By far the hardest part about leaving for college was realizing that I would not be living under the same roof as my two best friends. Yes, it sounds so cliche, but my little sisters are truly my best friends. Having little sisters has so many benefits, big and small. For me, they are two extensions of my own closet, my personal makeup artists, and they are the ones I go to when I need an honest opinion. Little sisters, if they are anything like mine, are always there to tell you that you deserve more than that dumb boy, they’re there to defend you when you are in deep shit with your parents, and they are the people who know you better than you know yourself. If college has made me realize anything, it is that friends come and go, but sisters are forever.
I never realized just how much I depend on my sisters until I was away at college. Granted, I am only a short 30 minute drive from home, but 30 minutes feels like forever when you are having a bad day and can’t just hop into bed with your sisters, eat popcorn, and watch Netflix. I can honestly say that my sisters have seen me at my absolute worst. They have been with me for the lowest points in my life, and still continue to love me endlessly and unconditionally. If I am being ridiculous and overreacting about something incredibly minuscule, they are the first ones to let me know with a “Really Nat?”

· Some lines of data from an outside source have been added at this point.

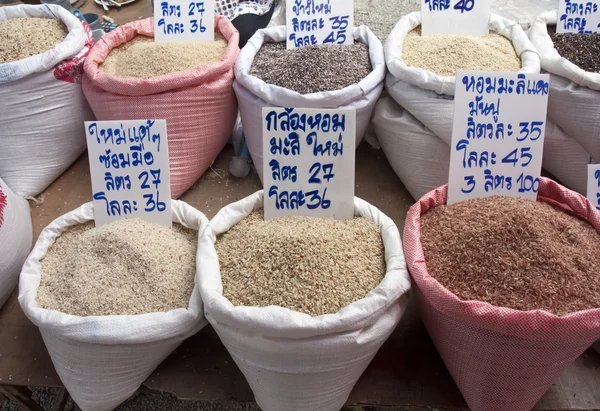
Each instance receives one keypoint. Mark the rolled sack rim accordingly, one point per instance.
(276, 321)
(131, 86)
(283, 97)
(504, 320)
(71, 45)
(109, 329)
(428, 80)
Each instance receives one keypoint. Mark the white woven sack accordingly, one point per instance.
(573, 101)
(292, 361)
(428, 80)
(103, 360)
(15, 239)
(419, 158)
(253, 93)
(565, 158)
(42, 116)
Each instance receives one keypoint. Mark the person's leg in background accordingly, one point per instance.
(248, 23)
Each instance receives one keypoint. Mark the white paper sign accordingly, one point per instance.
(594, 185)
(578, 16)
(184, 20)
(129, 167)
(459, 17)
(308, 162)
(311, 22)
(498, 135)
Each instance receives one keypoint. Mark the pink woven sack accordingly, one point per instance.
(501, 359)
(199, 104)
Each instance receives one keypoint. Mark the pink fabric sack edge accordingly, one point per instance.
(199, 104)
(501, 359)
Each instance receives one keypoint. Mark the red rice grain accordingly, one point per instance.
(513, 253)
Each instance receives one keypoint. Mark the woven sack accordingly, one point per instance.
(198, 104)
(430, 97)
(501, 359)
(565, 158)
(419, 158)
(42, 106)
(292, 361)
(253, 93)
(15, 239)
(103, 360)
(574, 93)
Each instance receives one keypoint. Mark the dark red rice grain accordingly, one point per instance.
(513, 253)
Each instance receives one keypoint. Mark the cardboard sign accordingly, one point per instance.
(459, 17)
(129, 167)
(184, 20)
(308, 162)
(498, 135)
(578, 17)
(311, 22)
(594, 184)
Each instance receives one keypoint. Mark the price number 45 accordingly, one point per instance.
(339, 25)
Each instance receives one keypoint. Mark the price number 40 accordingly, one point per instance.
(464, 5)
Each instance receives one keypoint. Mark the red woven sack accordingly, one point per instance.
(199, 104)
(501, 359)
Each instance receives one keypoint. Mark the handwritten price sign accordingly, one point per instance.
(311, 22)
(578, 17)
(129, 166)
(184, 20)
(498, 135)
(308, 166)
(466, 17)
(594, 184)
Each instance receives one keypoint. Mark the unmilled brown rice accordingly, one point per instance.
(142, 57)
(126, 267)
(315, 266)
(513, 253)
(25, 37)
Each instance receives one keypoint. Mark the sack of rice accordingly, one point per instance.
(565, 158)
(130, 77)
(15, 239)
(302, 304)
(422, 75)
(112, 302)
(419, 158)
(573, 62)
(42, 106)
(518, 301)
(332, 76)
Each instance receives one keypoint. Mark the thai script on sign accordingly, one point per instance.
(466, 17)
(593, 193)
(308, 160)
(498, 134)
(129, 166)
(177, 20)
(581, 17)
(312, 22)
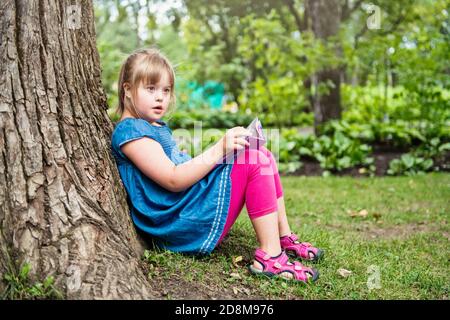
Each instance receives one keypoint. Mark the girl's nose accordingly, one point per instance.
(159, 95)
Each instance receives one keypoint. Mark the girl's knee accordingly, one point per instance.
(255, 157)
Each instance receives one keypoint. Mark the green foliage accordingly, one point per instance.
(18, 286)
(420, 160)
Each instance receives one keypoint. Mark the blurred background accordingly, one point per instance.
(357, 88)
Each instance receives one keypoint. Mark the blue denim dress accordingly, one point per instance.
(190, 221)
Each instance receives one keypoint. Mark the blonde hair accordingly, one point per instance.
(147, 66)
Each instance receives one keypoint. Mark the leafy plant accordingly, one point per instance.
(18, 286)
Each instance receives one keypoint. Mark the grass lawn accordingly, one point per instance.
(390, 232)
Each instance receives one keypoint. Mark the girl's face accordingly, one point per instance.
(152, 100)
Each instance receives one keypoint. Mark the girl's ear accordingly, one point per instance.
(126, 87)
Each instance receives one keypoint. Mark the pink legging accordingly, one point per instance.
(254, 180)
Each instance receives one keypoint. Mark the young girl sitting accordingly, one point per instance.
(189, 204)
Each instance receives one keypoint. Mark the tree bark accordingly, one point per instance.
(63, 208)
(325, 18)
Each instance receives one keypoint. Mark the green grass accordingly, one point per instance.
(405, 235)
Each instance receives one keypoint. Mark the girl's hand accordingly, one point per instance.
(234, 139)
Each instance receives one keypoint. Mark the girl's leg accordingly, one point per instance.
(253, 183)
(251, 187)
(283, 225)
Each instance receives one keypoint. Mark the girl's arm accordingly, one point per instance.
(149, 157)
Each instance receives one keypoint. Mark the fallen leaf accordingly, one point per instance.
(344, 273)
(363, 213)
(376, 215)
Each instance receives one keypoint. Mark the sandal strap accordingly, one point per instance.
(280, 264)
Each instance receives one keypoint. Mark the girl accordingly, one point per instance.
(189, 204)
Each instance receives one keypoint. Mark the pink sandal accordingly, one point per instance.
(276, 266)
(302, 250)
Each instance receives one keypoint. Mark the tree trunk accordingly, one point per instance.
(325, 18)
(63, 208)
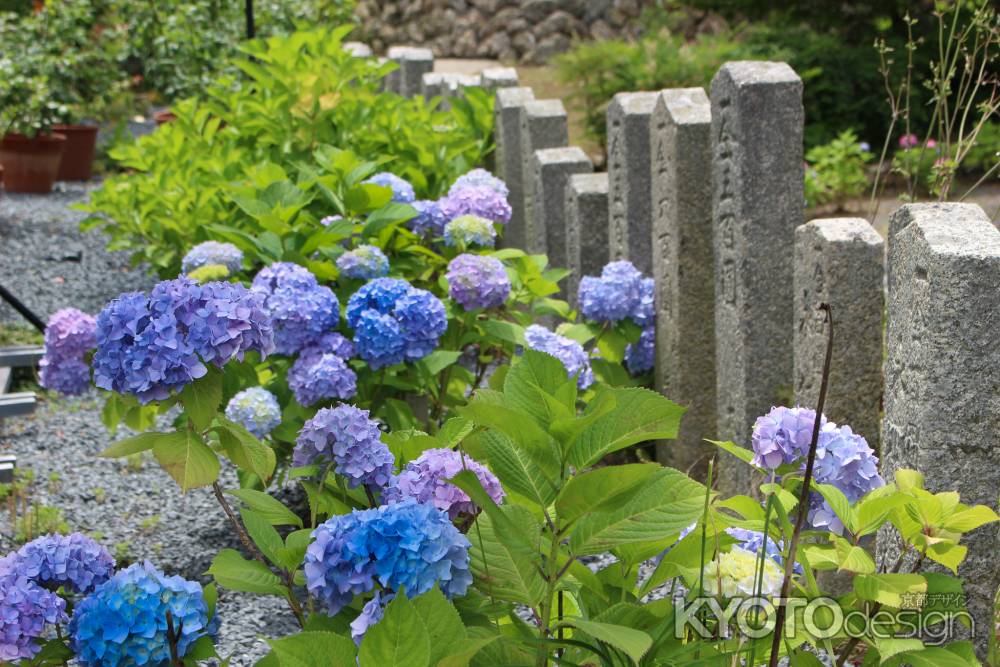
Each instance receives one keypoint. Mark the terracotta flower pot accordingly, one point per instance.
(78, 159)
(31, 165)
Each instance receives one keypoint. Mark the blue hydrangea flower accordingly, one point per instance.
(213, 253)
(782, 436)
(640, 357)
(256, 409)
(470, 230)
(149, 346)
(569, 352)
(124, 621)
(370, 614)
(74, 561)
(317, 377)
(405, 544)
(301, 309)
(612, 297)
(426, 480)
(476, 281)
(347, 437)
(480, 201)
(394, 321)
(363, 263)
(402, 191)
(26, 612)
(480, 178)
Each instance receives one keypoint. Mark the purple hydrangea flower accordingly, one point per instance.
(469, 230)
(74, 561)
(476, 281)
(149, 346)
(213, 253)
(480, 178)
(256, 409)
(26, 612)
(124, 621)
(640, 357)
(301, 309)
(402, 191)
(363, 263)
(569, 352)
(480, 201)
(347, 437)
(426, 479)
(783, 436)
(407, 544)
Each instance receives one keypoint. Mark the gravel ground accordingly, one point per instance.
(48, 263)
(138, 506)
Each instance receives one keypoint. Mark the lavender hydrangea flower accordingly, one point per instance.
(407, 544)
(480, 201)
(480, 178)
(363, 263)
(74, 561)
(783, 436)
(569, 352)
(317, 377)
(26, 611)
(149, 346)
(256, 409)
(426, 479)
(301, 309)
(640, 356)
(470, 230)
(124, 621)
(476, 281)
(402, 191)
(347, 437)
(213, 253)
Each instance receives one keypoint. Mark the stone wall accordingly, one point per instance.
(528, 31)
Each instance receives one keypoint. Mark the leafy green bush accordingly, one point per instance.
(263, 139)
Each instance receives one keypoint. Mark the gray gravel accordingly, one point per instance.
(139, 506)
(48, 263)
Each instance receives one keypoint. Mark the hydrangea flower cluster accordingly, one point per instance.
(569, 352)
(353, 442)
(476, 281)
(301, 309)
(402, 191)
(213, 253)
(363, 263)
(734, 573)
(151, 345)
(256, 409)
(26, 611)
(74, 561)
(469, 230)
(406, 544)
(69, 336)
(395, 322)
(480, 178)
(124, 621)
(481, 201)
(426, 480)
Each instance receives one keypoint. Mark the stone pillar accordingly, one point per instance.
(551, 170)
(543, 125)
(507, 160)
(942, 390)
(684, 270)
(757, 203)
(630, 204)
(586, 229)
(413, 63)
(840, 262)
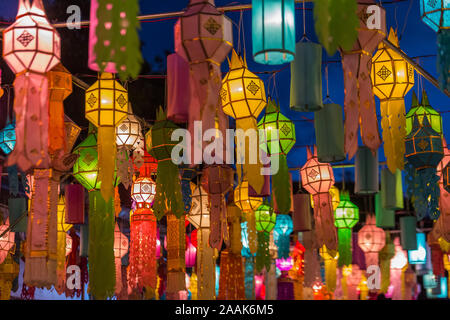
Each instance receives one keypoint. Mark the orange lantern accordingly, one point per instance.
(317, 179)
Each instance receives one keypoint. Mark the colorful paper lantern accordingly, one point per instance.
(159, 145)
(371, 240)
(436, 15)
(366, 171)
(306, 78)
(317, 179)
(243, 98)
(273, 31)
(346, 216)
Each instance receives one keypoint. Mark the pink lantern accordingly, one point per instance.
(6, 242)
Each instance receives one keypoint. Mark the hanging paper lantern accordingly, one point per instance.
(359, 104)
(199, 216)
(243, 98)
(329, 131)
(106, 107)
(283, 228)
(436, 15)
(217, 180)
(392, 78)
(346, 216)
(277, 140)
(366, 171)
(265, 219)
(159, 145)
(273, 31)
(317, 179)
(8, 137)
(371, 240)
(114, 24)
(424, 151)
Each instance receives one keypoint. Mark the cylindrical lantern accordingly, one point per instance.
(366, 171)
(408, 232)
(273, 31)
(391, 193)
(329, 128)
(306, 78)
(301, 216)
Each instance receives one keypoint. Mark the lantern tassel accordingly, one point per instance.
(101, 246)
(106, 160)
(393, 123)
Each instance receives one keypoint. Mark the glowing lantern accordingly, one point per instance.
(278, 139)
(159, 145)
(436, 15)
(317, 179)
(273, 31)
(418, 256)
(371, 240)
(199, 216)
(392, 78)
(8, 137)
(346, 216)
(243, 98)
(106, 107)
(359, 104)
(424, 151)
(6, 241)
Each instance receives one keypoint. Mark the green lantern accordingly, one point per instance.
(277, 140)
(273, 31)
(168, 185)
(424, 109)
(346, 216)
(329, 128)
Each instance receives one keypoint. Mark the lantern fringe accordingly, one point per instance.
(106, 160)
(281, 186)
(443, 59)
(168, 190)
(393, 123)
(101, 247)
(263, 259)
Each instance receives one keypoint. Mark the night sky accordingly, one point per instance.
(416, 39)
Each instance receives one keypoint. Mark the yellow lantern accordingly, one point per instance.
(392, 78)
(106, 107)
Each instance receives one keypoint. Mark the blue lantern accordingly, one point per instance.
(418, 256)
(273, 31)
(424, 151)
(436, 14)
(8, 137)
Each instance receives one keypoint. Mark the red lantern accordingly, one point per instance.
(317, 179)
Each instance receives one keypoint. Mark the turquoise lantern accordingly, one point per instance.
(436, 14)
(8, 137)
(273, 31)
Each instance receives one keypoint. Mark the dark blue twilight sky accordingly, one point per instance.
(417, 39)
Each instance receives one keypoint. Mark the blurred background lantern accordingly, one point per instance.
(168, 188)
(346, 216)
(436, 15)
(306, 78)
(143, 236)
(273, 31)
(265, 219)
(329, 129)
(120, 250)
(366, 171)
(317, 179)
(392, 78)
(243, 98)
(424, 151)
(277, 140)
(371, 240)
(106, 107)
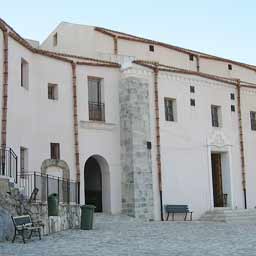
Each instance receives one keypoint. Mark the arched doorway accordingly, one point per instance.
(97, 183)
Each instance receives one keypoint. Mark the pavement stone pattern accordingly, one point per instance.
(137, 181)
(123, 236)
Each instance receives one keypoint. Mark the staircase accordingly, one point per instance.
(229, 215)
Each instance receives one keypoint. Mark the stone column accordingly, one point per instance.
(137, 180)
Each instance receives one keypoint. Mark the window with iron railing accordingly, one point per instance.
(95, 99)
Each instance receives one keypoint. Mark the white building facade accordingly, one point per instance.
(139, 123)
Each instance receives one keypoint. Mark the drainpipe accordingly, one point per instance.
(75, 120)
(5, 88)
(158, 151)
(241, 141)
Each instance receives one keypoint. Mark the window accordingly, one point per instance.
(170, 109)
(23, 161)
(95, 98)
(55, 151)
(52, 91)
(55, 39)
(24, 73)
(216, 115)
(253, 120)
(151, 48)
(192, 102)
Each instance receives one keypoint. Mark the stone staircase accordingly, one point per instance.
(229, 215)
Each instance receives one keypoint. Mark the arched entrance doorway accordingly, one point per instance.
(97, 183)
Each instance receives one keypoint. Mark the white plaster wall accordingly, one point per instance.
(33, 120)
(185, 158)
(96, 138)
(160, 54)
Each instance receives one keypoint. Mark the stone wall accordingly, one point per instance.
(137, 180)
(13, 203)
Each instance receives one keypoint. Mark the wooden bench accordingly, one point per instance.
(173, 208)
(23, 224)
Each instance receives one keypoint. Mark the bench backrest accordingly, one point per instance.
(23, 220)
(176, 208)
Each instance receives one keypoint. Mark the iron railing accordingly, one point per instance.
(8, 163)
(37, 187)
(96, 111)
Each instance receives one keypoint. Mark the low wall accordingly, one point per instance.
(14, 204)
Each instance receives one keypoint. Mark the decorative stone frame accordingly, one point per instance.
(56, 163)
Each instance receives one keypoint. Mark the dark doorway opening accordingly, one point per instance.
(218, 197)
(93, 184)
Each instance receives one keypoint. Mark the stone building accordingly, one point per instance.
(138, 123)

Everyone has dealt with their fair share of heartbreak, and I have found that my sisters are the ones who know just what to say to mend it all. “You are so much stronger and deserve better than that” or a “Ew, he’s gross and stupid don’t give him any more of your time” are just some of the words that have literally turned my world around and made me feel alright again. When I feel as though my entire life is crashing down, my sisters are the ones who remind me that tomorrow is another day, and that pain does not last forever.
I am definitely the weirdest version of myself with my sisters. There are no two people on this earth who I feel like I can be my complete and utter self with. It gets scary at times, because I don’t realize that normally people don’t nakedly walk into other people’s rooms borrow clothes. Wearing no clothes around my sisters is oddly comfortable, but when it comes to almost committing a fashion faux-paus, they come in clutch with a “do not wear that in public you will embarrass us.” From the countless dance parties that usually resulted in our mom telling us to turn down the music, to late night Wendy’s runs, to having inside jokes that no one could begin to comprehend, my sisters are the people who have seen it all--the good, the bad, and the downright bizarre.
To say I have no idea where I would be without my sisters is an enormous understatement; I would not be the person I am today if I did not have them in my life. In tough situations, I often think to myself “what would Deede/Elena do in this instance?” Or if I am faced with a decision that tests what I stand for, I think “is this something that Deede/Elena would be proud of?” While I am the eldest sister of the family, I don’t think my sisters realize how much I look up to them. They push me to be stronger and remind me not to take shit from anybody, never to settle for less than I deserve, and above all else to never change for anybody, because I would not be the same, weird, silly, loving older sister if I did. So to Deede, Elena, and all of the siblings out there that us eldest siblings could not live without, this one’s for you.